I can agree with your pricing. I did see a 7970 going for under $400 bucks the other day which is promising I suppose.


----------



## Nordic (Jul 5, 2012)

dalekdukesboy said:


> exactly...so how can a 7970 ever go for more than 400'ish as the 470 does is beyond me, and the 7950 has no prayer at the 670 without seeing latest drivers and whatever clocks they release the new 7950 at I'd still bet on the fact the 670 at bone stock will laugh at it in a majority of the games out there if not almost every one. SO...that means the new 7950 is overpriced if it goes over 350 far as I'm concerned, and really should be more around the 320 mark realistically.





james888 said:


> and the 7950 $320


As I said...




erocker said:


> I can agree with your pricing. I did see a 7970 going for under $400 bucks the other day which is promising I suppose.


I did just buy a 7970 for $385 while seeing others from $350-$420


----------



## SIGSEGV (Jul 6, 2012)

radrok said:


> He's probably talking about post launch days, not now.



i was talking about electronic retail market in my country and perhaps south east asia markets, their price including radeon 7900 series are overpriced


----------



## Xzibit (Jul 6, 2012)

AMD pricing is fine.  E-Tailers match Retailers 

Nvidia pricing is aweful - E-tailers are at MSRP and Retailers prices have gone up since launch.

I was just at Fry's and MicroCenter this morning.  You see more 670s on shelves then 7900s or 7800s. Still havent seen a 680 or a 690 at the retail level.


----------



## dalekdukesboy (Jul 6, 2012)

erocker said:


> I can agree with your pricing. I did see a 7970 going for under $400 bucks the other day which is promising I suppose.

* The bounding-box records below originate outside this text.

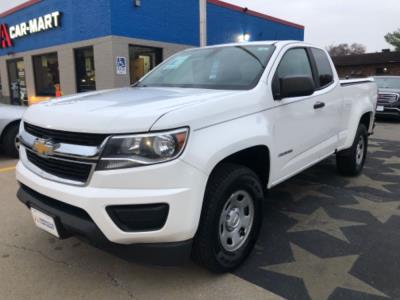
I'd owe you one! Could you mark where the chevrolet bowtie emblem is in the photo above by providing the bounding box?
[32,138,57,155]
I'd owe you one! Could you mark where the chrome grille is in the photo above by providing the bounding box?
[26,150,93,183]
[24,123,108,146]
[378,93,399,104]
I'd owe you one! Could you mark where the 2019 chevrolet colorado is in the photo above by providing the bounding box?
[17,41,377,272]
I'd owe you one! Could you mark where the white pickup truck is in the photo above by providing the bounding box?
[17,41,377,272]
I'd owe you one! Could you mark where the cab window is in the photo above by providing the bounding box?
[311,48,333,88]
[272,48,313,95]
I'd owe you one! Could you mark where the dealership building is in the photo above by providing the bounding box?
[0,0,304,105]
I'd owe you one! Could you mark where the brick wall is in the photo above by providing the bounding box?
[336,63,400,78]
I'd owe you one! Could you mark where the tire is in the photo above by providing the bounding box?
[2,124,19,158]
[336,124,368,176]
[192,164,264,273]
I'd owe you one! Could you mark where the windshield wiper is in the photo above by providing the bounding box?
[236,46,266,69]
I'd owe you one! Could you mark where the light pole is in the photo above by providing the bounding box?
[199,0,207,47]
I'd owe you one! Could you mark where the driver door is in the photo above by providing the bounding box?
[271,47,325,185]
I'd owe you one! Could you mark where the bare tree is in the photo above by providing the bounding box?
[385,28,400,51]
[327,43,367,56]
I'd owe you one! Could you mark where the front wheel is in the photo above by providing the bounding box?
[336,124,368,176]
[193,164,264,273]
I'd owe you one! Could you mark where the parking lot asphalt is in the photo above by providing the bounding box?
[0,122,400,300]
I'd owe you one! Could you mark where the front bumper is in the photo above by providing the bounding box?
[376,106,400,116]
[17,185,192,265]
[17,154,207,245]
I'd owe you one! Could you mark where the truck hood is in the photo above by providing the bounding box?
[379,88,400,94]
[23,87,233,133]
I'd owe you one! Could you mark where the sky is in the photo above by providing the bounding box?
[0,0,400,52]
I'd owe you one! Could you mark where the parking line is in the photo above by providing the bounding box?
[0,166,16,173]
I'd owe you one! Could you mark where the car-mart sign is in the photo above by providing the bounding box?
[0,11,61,49]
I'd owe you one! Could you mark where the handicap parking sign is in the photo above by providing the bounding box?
[115,56,127,75]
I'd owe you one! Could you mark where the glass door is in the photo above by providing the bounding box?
[75,47,96,93]
[7,58,28,105]
[129,46,162,83]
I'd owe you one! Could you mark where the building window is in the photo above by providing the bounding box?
[7,58,28,105]
[129,45,162,83]
[75,47,96,93]
[33,53,60,97]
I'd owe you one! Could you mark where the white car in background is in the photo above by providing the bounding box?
[0,103,26,158]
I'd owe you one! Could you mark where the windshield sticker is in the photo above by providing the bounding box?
[164,55,190,70]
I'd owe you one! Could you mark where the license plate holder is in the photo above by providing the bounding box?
[31,207,60,238]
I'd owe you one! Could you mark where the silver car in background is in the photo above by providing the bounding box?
[374,76,400,117]
[0,103,26,158]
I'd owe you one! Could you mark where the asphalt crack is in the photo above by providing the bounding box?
[0,242,135,299]
[0,242,73,268]
[106,272,135,299]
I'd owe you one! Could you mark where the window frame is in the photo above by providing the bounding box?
[73,45,97,94]
[307,47,335,91]
[271,46,319,101]
[31,51,61,97]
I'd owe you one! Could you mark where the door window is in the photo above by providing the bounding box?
[311,48,333,88]
[33,53,60,96]
[272,48,313,95]
[7,58,28,105]
[129,46,162,83]
[75,47,96,93]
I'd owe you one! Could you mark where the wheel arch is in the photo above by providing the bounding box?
[208,145,271,188]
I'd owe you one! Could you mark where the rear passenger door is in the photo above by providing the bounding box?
[308,48,343,157]
[268,47,340,184]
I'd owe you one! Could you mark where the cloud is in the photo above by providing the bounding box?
[225,0,400,52]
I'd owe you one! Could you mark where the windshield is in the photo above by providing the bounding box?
[135,45,275,90]
[375,77,400,89]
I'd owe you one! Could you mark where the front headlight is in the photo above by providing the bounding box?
[97,128,189,170]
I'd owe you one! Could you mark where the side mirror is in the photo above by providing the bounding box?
[274,76,315,100]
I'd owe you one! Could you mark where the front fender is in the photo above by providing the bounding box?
[182,113,273,176]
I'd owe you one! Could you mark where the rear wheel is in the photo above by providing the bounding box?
[193,164,264,273]
[336,124,368,176]
[2,124,19,158]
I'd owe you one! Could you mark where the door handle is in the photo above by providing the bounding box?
[314,101,325,109]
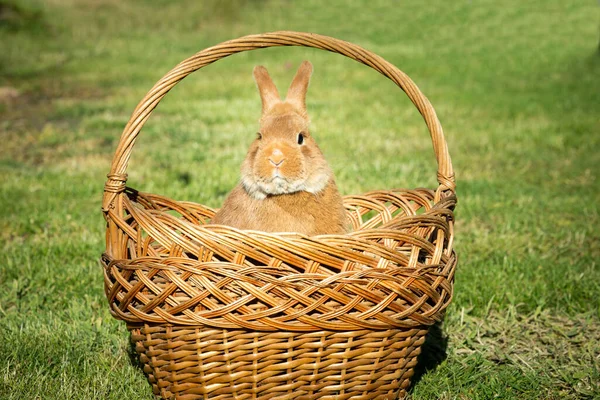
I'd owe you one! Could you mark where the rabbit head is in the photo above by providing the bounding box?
[241,61,332,199]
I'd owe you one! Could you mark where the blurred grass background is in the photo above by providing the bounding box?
[0,0,600,399]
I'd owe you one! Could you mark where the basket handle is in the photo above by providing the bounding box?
[102,31,456,211]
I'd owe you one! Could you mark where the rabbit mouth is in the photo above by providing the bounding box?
[257,175,304,195]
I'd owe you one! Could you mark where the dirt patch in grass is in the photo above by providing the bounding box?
[449,308,600,398]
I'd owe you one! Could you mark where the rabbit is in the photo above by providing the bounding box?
[211,61,348,236]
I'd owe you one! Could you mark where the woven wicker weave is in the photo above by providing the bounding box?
[101,32,456,400]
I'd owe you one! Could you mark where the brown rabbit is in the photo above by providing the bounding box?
[211,61,347,235]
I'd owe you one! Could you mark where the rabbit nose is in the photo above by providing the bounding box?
[269,149,285,167]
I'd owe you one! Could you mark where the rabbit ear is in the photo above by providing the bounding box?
[253,65,281,114]
[286,61,312,111]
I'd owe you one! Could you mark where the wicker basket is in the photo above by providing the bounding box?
[101,32,456,400]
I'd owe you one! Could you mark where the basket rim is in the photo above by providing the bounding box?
[101,191,456,331]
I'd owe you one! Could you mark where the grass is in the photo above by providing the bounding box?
[0,0,600,399]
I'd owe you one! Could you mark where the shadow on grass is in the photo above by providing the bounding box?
[408,322,448,393]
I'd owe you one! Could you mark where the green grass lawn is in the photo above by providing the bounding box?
[0,0,600,399]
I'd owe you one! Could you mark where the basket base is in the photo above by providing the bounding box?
[129,325,427,400]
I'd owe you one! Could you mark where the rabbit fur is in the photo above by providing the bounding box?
[211,61,347,235]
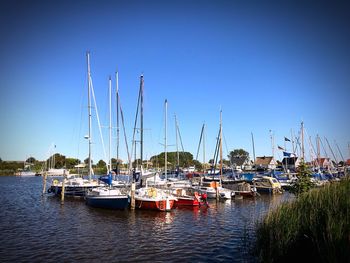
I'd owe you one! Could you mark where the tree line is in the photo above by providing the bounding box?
[0,149,249,175]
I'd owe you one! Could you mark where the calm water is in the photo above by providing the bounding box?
[0,177,290,262]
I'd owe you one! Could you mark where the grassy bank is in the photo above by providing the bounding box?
[257,177,350,262]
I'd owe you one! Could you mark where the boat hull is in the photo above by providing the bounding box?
[85,195,129,210]
[48,186,96,197]
[135,199,175,211]
[175,197,201,207]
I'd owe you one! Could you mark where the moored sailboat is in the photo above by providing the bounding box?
[135,187,177,211]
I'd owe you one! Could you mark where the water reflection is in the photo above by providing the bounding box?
[0,177,292,262]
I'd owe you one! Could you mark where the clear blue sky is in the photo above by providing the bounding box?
[0,0,350,165]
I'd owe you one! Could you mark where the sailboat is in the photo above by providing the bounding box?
[47,53,100,197]
[135,86,176,211]
[197,111,235,199]
[15,158,35,176]
[85,78,129,209]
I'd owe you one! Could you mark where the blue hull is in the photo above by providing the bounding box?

true, and to be fair on the flipside I don't see how a gtx 680 commands a 100+ dollar premium over the 670...just isn't worth it, considering again to be fair in some games and especially when clocked to ghz plus a 7970 is right there or beats a 680 so...again clock for clock especially if you could take out the boost clock the 680's have now that the 7970 has gone to relatively reasonable price levels the 680 is pretty out of whack for what you actually get, I only mentioned the 7950 due to this article obviously plus I think it's laughable till recently and even still you can find plenty of 7950's OVER 400$...I pity anyone who buys one of those at this point for that much.


----------



## eidairaman1 (Jul 6, 2012)

dalekdukesboy said:


> true, and to be fair on the flipside I don't see how a gtx 680 commands a 100+ dollar premium over the 670...just isn't worth it, considering again to be fair in some games and especially when clocked to ghz plus a 7970 is right there or beats a 680 so...again clock for clock especially if you could take out the boost clock the 680's have now that the 7970 has gone to relatively reasonable price levels the 680 is pretty out of whack for what you actually get, I only mentioned the 7950 due to this article obviously plus I think it's laughable till recently and even still you can find plenty of 7950's OVER 400$...I pity anyone who buys one of those at this point for that much.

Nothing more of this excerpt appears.